Many consumers have never heard of anti-trust laws, but enforcement of these laws saves consumers millions and even billions of dollars a year. Anti-trust laws – also referred to as “competition laws” – are statutes developed by the U.S. Government to protect consumers from predatory business practices by ensuring that fair competition exists in an open-market economy. Anti-trust laws are applied to a wide range of questionable business activities, including but not limited to:

  • Market allocation: Both companies mark there territory and don’t enter the other’s.
  • Bid rigging: There are three companies in an industry, and all three decide to quietly operate as a cartel. Company 1 will win the current auction, so long as it allows Company 2 to win the next and Company 3 to win thereafter. Each company plays this game so that all retain current market share and price, thereby preventing competition.
  • Price fixing: There are only two companies in industry, and both the products are so similar that the consumer is indifferent between the two except for price. In order to avoid a price war, they decide to sell the products at the same price to maintain margin, resulting in higher costs than the consumer would otherwise pay.

The Federal Government enforces three major Federal antitrust laws, and most states also have their own. Essentially, these laws prohibit business practices that unreasonably deprive consumers of the benefits of competition, resulting in higher prices for products and services.

The three major Federal anti-trust laws are:

  • The Sherman Antitrust Act
  • The Clayton Act
  • The Federal Trade Commission Act.

The following information on these laws comes from the Anti-trust Enforcement and the Consumer guide.

The Sherman Anti-trust Act:

This Act outlaws all contracts, combinations, and conspiracies that unreasonably prevent interstate and foreign trade. This includes agreements among competitors to fix prices, rig bids, and allocate customers, which are punishable as criminal felonies.

The Sherman Act also makes it a crime to monopolize any part of interstate commerce. An unlawful monopoly exists when one firm controls the market for a product or service, and it has obtained that market power, not because its product or service is superior to others, but by suppressing competition with anti-competitive conduct.

The Act, however, is not violated simply when one firm’s vigorous competition and lower prices take sales from its less efficient competitors; in that case, competition is working properly.

The Clayton Act:

This Act is a civil statute (carrying no criminal penalties) that prohibits mergers or acquisitions that are likely to lessen competition. Under this Act, the Government challenges those mergers that are likely to increase prices to consumers.

All persons considering a merger or acquisition above a certain size must notify both the Antitrust Division and the Federal Trade Commission. The Act also prohibits other business practices that may harm competition under certain circumstances.

The Federal Trade Commission Act:

This Act prohibits unfair methods of competition in interstate commerce, but carries no criminal penalties.

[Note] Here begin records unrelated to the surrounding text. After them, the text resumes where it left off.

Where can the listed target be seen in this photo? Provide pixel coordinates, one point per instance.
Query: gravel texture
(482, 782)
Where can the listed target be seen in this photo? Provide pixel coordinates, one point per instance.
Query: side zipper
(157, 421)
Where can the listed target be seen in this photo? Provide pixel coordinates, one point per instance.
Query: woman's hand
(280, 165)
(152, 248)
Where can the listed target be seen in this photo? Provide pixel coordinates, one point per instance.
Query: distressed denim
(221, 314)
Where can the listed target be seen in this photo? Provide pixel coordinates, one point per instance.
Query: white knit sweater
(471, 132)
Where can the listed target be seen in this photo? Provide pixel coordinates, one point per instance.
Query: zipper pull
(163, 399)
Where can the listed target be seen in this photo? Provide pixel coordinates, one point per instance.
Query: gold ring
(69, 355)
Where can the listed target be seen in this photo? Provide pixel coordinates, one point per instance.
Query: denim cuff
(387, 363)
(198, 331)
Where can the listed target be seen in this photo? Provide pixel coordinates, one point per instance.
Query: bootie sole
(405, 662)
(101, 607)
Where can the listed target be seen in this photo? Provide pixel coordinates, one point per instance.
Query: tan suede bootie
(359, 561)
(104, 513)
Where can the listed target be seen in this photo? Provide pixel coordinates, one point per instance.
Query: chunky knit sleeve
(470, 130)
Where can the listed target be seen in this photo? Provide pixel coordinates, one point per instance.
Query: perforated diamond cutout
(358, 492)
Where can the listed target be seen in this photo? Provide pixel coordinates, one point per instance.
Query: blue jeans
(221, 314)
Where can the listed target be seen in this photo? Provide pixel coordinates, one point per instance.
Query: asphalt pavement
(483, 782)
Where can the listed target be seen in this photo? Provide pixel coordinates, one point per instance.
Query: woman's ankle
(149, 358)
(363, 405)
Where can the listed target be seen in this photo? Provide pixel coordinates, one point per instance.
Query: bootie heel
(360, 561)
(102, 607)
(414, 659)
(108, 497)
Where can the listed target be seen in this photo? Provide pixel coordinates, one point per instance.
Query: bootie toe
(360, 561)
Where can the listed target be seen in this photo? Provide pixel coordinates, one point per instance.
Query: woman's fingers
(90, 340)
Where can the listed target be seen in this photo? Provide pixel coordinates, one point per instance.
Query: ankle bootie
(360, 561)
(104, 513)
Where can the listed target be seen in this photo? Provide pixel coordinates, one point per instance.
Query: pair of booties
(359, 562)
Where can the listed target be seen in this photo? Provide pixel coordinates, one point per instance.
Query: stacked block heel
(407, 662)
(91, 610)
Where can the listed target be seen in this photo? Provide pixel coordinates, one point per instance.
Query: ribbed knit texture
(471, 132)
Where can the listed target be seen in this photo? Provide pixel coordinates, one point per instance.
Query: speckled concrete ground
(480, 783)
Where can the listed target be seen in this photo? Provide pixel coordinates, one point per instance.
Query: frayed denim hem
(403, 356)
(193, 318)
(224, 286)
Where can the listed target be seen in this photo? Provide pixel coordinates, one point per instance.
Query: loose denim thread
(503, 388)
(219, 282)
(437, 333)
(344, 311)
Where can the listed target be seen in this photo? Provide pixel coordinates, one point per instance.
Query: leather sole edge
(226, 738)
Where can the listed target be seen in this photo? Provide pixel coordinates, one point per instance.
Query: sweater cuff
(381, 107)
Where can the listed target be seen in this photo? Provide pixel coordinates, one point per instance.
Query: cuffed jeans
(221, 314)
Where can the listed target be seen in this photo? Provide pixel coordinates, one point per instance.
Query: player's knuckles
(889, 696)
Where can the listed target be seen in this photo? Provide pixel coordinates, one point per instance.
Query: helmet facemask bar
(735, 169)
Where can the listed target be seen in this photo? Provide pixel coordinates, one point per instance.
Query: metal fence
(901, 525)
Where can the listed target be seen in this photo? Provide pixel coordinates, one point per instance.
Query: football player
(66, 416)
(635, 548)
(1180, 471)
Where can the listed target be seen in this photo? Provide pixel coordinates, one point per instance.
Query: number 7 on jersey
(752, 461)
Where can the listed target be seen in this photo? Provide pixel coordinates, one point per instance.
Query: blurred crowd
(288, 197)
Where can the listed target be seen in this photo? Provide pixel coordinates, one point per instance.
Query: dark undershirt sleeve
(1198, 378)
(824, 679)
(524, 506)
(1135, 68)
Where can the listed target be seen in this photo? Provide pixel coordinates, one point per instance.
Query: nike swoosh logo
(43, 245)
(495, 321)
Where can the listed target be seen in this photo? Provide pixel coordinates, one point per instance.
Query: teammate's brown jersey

It also created the Federal Trade Commission to police violations of the Act.

The Department of Justice also often uses other laws to fight illegal activities, including laws that prohibit false statements to Federal agencies, perjury, obstruction of justice, conspiracies to defraud the United States and mail and wire fraud. Each of these crimes carries its own fine and imprisonment term, which may be added to the fines and imprisonment terms for antitrust law violations.